Under Construction
All 6502 instructions with their actions completely unrolled so you don't have to pick through detailed documentation to understand what they do or how to emulate them accurately.
This is used to code generate emulators in a variety of languages directly in the spreadsheet as columns which can be copy/pasted as source code.
The spreadsheet is under construction and is at: https://docs.google.com/spreadsheets/d/1rCwO6CoIXiCqkJUaZ5Q9W5QZNqmhLpXaAhSthJPuV8I/edit?gid=0#gid=0
- DONE: Get the list of instructions in place
- DONE: Get the first pass of the functionality of instructions in place
- DOING: Checking the functionality of each instruction
- DOING: Adding languages to codegen and fixing bugs
- DOING: Refining the reversibility information
- TODO: Make test cases and put it through its paces
For each instruction there is a set of expressions for each of the necessary memory reads, register updates, flag updates, and memory writes.
These expressions are provided in a simple portable form, just using the symbols + - << >> & | () and are thus valid expressions in many different programming languages from JavaScript to Go - enabling easy code generation using basic string manipulation of the spreadsheet rows (as TSV, for instance).
The spreadsheet is capable of generating emulator code directly, which comes as columns which can be copy-pasted into your own code to have a full self contained 6502 instruction emulator in a function with no expternal dependencies (other than passing in the registers and memory array to the function).
Zooming in a bit, the form of the emulator code is visible; a generated if statement which checks for and executes each instruction:
Each row can be turned into a small block of code which processes that particular instruction.
The basic flow of the generated code for an emulator would be something like this.
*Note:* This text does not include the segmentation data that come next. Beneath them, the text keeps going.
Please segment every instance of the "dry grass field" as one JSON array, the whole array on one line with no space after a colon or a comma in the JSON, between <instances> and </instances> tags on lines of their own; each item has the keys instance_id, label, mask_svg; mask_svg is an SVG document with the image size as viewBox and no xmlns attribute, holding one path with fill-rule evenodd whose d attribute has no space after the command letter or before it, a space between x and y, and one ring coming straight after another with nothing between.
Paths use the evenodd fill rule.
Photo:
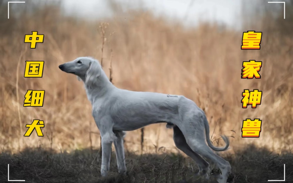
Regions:
<instances>
[{"instance_id":1,"label":"dry grass field","mask_svg":"<svg viewBox=\"0 0 293 183\"><path fill-rule=\"evenodd\" d=\"M164 124L145 127L142 142L141 129L128 132L128 174L118 174L113 148L110 175L101 177L99 132L83 84L58 68L90 56L102 58L108 76L111 62L118 87L194 101L206 113L210 136L214 130L214 144L222 145L220 134L232 136L229 149L220 154L232 167L229 182L282 179L284 164L286 182L293 182L292 6L286 6L285 20L280 12L245 25L242 32L263 34L260 50L244 50L242 32L216 24L187 28L147 11L120 12L115 4L112 18L90 21L64 15L58 4L26 1L8 19L7 2L0 1L0 182L6 182L9 164L11 179L25 182L207 182L193 177L196 164L176 148ZM24 43L32 31L45 35L35 49ZM262 61L261 79L241 79L242 62L249 60ZM42 78L24 77L29 60L44 61ZM262 91L261 105L242 108L244 89ZM43 107L23 107L28 89L46 91ZM262 120L259 138L241 138L246 118ZM44 137L24 137L34 119L44 121Z\"/></svg>"}]
</instances>

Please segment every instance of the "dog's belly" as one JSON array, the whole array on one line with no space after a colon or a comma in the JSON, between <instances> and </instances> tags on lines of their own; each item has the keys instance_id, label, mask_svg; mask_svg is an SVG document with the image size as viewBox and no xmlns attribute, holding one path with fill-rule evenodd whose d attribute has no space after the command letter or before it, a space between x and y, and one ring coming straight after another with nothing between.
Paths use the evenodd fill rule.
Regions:
<instances>
[{"instance_id":1,"label":"dog's belly","mask_svg":"<svg viewBox=\"0 0 293 183\"><path fill-rule=\"evenodd\" d=\"M131 131L151 124L179 121L180 96L136 92L124 96L116 99L111 108L114 130Z\"/></svg>"},{"instance_id":2,"label":"dog's belly","mask_svg":"<svg viewBox=\"0 0 293 183\"><path fill-rule=\"evenodd\" d=\"M153 122L124 122L117 123L114 125L113 127L113 129L116 130L123 131L132 131L139 129L151 124L167 122L171 124L169 122L164 121L157 121Z\"/></svg>"}]
</instances>

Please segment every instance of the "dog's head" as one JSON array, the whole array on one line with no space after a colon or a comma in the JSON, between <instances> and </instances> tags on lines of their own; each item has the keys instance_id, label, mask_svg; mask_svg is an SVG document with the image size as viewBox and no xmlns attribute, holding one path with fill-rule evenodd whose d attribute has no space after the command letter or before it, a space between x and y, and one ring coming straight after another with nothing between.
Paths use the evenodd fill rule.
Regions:
<instances>
[{"instance_id":1,"label":"dog's head","mask_svg":"<svg viewBox=\"0 0 293 183\"><path fill-rule=\"evenodd\" d=\"M94 83L101 74L102 67L98 61L90 57L79 57L59 66L59 68L67 73L77 76L86 84Z\"/></svg>"}]
</instances>

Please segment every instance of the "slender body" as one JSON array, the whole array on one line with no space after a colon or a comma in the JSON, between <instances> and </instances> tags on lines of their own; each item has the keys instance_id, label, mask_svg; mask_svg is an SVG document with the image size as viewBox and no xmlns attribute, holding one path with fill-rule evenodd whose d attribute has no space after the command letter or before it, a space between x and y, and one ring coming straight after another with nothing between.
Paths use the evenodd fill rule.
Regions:
<instances>
[{"instance_id":1,"label":"slender body","mask_svg":"<svg viewBox=\"0 0 293 183\"><path fill-rule=\"evenodd\" d=\"M221 169L222 174L218 182L226 182L230 164L209 146L214 150L224 151L229 146L228 138L222 137L226 144L224 147L213 145L209 140L209 127L204 113L193 101L182 96L118 88L109 81L99 62L90 57L77 58L59 68L77 75L84 83L92 105L93 116L101 137L102 176L106 176L109 170L112 143L119 171L126 172L123 146L125 131L165 122L167 127L173 128L176 146L197 162L199 174L208 178L209 164L202 156L213 161Z\"/></svg>"}]
</instances>

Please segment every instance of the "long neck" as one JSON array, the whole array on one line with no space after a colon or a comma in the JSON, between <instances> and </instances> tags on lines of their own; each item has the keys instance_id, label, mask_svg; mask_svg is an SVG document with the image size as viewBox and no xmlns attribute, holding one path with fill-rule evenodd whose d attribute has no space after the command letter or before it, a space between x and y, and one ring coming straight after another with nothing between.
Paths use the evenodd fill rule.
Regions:
<instances>
[{"instance_id":1,"label":"long neck","mask_svg":"<svg viewBox=\"0 0 293 183\"><path fill-rule=\"evenodd\" d=\"M81 79L84 83L88 98L92 104L96 99L103 97L111 90L116 88L104 72L98 77L97 82L90 87L85 84L85 78L81 78Z\"/></svg>"}]
</instances>

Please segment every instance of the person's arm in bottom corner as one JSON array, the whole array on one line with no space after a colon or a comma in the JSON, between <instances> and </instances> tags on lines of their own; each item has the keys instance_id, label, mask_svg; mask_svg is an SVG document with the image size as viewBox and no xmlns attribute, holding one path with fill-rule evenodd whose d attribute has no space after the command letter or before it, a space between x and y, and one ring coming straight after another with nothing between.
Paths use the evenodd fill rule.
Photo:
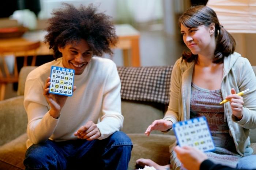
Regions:
<instances>
[{"instance_id":1,"label":"person's arm in bottom corner","mask_svg":"<svg viewBox=\"0 0 256 170\"><path fill-rule=\"evenodd\" d=\"M249 170L215 164L208 159L204 153L194 147L177 146L174 150L183 166L189 170Z\"/></svg>"}]
</instances>

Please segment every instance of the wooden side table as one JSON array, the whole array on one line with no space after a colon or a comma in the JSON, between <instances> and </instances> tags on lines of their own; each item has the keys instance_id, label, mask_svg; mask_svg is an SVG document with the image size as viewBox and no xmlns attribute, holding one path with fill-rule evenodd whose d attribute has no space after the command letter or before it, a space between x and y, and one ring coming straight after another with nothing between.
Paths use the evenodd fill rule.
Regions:
<instances>
[{"instance_id":1,"label":"wooden side table","mask_svg":"<svg viewBox=\"0 0 256 170\"><path fill-rule=\"evenodd\" d=\"M139 32L132 26L127 24L115 25L116 34L118 40L113 48L122 50L125 66L140 66L139 40ZM48 45L43 42L46 31L39 30L28 32L22 37L11 39L0 39L0 46L9 46L16 44L28 43L31 41L39 41L41 46L37 51L38 55L51 55L53 54L49 49ZM20 54L22 55L22 54Z\"/></svg>"}]
</instances>

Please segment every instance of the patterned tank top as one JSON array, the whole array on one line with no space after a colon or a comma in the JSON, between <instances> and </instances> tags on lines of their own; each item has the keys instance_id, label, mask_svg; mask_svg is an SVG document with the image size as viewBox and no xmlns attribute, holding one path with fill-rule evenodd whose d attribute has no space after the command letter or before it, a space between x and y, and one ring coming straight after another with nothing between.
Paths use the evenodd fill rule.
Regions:
<instances>
[{"instance_id":1,"label":"patterned tank top","mask_svg":"<svg viewBox=\"0 0 256 170\"><path fill-rule=\"evenodd\" d=\"M224 108L220 89L209 90L192 84L190 118L206 118L215 146L233 150L235 147L229 128L224 122Z\"/></svg>"}]
</instances>

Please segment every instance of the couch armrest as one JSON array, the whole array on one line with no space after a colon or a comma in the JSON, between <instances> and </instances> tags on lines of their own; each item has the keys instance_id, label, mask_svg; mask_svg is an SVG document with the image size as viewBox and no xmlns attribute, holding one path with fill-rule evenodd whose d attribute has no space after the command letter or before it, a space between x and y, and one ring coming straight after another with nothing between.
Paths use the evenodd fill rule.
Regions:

After setting up the initial memory, register variables, and PC pointing to the start of the program:
-
Get byte at PC; this is the instruction
-
Use a set of generated if statements which check for each possible byte value, and if that's the current byte then do the following:
-
Do memory fetches for this instruction (if any)
-
Calculate updated values for registers and flags (if any)
-
Do memory writes (if any)
-
Update register and flag variables with the new values (including PC)
-
Loop around to get the next instruction or halt if PC has not changed value
The spreadsheet also details for each instruction what data needs to be saved and what register, flag and memory changes need to be made to roll back the instruction.
This is the information which would otherwise be trashed by the instruction.
If you incorporate the recording of these values into your emulator as it executes, then you gain the ability to step backwards through the previously executed instructions when debugging.
If you don't want to mess around with code generation, your 6502-enabled program can just have the spreadsheet itself in memory - probably broken down into an array of lines - and then do the string processing of the row on the fly to perform the operation or disassemble the instruction.
The actual distinct expressions for the updates to registers et al. are few enough that you can check for each one as a string specifically and perform the equivalent calculation in code; you don't need to do any expression parsing.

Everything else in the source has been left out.